Costs associated with the pandemic, including room and board refunds as well concerns about loss of financial aid as a result of declining enrollment, were used to justify the pay cuts.
Lafayette runs on a shared governance model. This means that the administration, faculty and board of trustees are all supposed to have an equal say in decisions affecting the college. Some professors felt that their voice was not heard within this model and that administrators made the decisions mainly with faculty completely removed.
“Part of the principles of shared governance that a lot of liberal arts colleges have is that faculty are going to be part of the decision-making process, so if we’re part of decisions, like to cut pay, then we have part ownership of it,” Sanborn said. “But it definitely feels like all the decisions are being made in the president’s cabinet or at the board, which is not a transparent process to us. And then the decisions are explained to us and our reactions are managed at that point.”
Anthropology and sociology professor Neha Vora said that the lack of communication results in faculty feeling devalued and not meaningfully appreciated within both Lafayette and the administrative body.
“I see other colleges and universities where the faculty are consulted in a meaningful way, where education is valued more, we don’t seem to have that kind of culture right now. It seems to have gotten much worse over the course of the pandemic,” she said.
For many, seeing the endowment crest one billion dollars while they had pay cuts was upsetting. While the administration described the difference in money for the endowment and money for their salary, many professors expressed frustration.

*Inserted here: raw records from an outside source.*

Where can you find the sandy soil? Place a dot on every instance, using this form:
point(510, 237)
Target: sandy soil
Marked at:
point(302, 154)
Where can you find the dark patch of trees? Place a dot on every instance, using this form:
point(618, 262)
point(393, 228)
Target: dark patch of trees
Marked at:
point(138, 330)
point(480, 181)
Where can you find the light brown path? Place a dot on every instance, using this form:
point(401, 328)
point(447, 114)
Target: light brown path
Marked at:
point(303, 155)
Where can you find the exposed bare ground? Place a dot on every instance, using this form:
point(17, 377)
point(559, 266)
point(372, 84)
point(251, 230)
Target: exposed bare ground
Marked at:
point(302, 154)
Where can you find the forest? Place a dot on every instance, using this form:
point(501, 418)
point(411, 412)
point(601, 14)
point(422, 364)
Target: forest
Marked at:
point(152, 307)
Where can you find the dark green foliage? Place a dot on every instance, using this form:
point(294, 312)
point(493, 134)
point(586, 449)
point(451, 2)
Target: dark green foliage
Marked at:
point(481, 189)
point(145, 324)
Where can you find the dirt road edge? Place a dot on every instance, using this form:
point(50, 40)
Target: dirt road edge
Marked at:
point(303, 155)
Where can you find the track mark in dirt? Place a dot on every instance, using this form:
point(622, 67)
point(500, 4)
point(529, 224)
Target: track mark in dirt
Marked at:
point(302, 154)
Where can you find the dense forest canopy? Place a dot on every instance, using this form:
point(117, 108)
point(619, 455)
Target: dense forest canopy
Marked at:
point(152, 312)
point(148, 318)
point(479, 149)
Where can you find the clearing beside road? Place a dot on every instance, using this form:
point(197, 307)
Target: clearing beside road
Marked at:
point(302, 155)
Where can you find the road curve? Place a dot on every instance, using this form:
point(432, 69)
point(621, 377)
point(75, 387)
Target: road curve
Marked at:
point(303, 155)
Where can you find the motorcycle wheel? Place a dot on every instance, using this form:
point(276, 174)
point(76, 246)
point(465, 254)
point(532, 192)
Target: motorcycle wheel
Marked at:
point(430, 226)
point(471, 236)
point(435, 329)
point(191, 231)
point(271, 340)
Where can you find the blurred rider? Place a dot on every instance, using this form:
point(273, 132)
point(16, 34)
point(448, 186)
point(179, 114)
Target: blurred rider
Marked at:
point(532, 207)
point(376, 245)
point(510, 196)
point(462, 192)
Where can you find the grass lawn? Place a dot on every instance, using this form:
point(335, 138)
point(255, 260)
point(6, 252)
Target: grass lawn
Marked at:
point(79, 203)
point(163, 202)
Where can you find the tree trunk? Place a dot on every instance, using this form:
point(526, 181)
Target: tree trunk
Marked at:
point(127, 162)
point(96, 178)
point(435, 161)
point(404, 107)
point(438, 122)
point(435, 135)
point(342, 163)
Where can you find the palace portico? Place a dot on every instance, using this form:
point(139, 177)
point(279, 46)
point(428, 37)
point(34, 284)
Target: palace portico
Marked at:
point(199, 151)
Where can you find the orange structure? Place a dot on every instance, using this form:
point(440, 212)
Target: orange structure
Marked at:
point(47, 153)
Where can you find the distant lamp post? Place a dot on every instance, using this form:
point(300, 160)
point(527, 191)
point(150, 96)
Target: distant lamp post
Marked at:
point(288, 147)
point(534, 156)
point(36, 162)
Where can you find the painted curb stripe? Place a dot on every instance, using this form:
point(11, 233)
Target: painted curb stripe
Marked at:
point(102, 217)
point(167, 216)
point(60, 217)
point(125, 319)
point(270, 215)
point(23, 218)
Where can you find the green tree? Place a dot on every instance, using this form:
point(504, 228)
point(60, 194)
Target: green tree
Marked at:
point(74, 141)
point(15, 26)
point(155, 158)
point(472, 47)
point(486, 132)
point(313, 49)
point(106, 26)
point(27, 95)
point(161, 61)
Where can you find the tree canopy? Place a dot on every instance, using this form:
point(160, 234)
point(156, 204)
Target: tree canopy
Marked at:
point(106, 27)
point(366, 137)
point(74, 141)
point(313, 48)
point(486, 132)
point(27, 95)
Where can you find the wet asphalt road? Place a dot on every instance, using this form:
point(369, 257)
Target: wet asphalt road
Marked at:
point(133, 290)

“It’s hard to avoid the impression that our retirement savings are being used to bolster the college’s endowment, and that’s painful,” Sanborn said. “After all that faculty and staff and others sacrificed over the course of the pandemic to feel like the administration and the board did not commit to us as parts of the community, but they committed more strongly to the endowment.”
Vora continued this sentiment, adding that the growth of the endowment felt like taking money away from the professors.
“And now all of a sudden the endowment is now a billion. So at the beginning of the pandemic, we have an endowment that’s eight hundred million. You grew the endowment two hundred million while you were taking money away from us,” Vora said. “Like, I find that to be absolutely baffling because it almost feels like they’re taking from us to put in the endowment. Where did that money come from and why didn’t that money go to us?”
The way the pay cut was instituted made it so that those getting paid less got a smaller percentage of their income taken away. However, raises are cumulative, so losing even a small amount of money one year–especially early on in a career–can result in large losses over time if the pay is never reinstated.
“If you don’t have one thousand dollars at the beginning of your career, you don’t have that thousand dollars over your entire career and so over 30 years, a difference of a thousand dollars in one year, which doesn’t seem so big actually compounds to be quite a bit larger,” Berkove explained. “And what this means is for folks at the early stages of their career, losing some of the salary can have pretty significant downstream effects if it’s not addressed at some point. I think that’s something that the college needs to address.”
The faculty’s most pressing need is the want to feel valued by having a say in the process and see more communication from the administration.
“We need to have honest engagement and honest engagement in the decision-making process and all the structures are there,” Sanborn said. “It’s just that there needs to be more good faith effort taken by the administration and the board than was present during the pandemic.”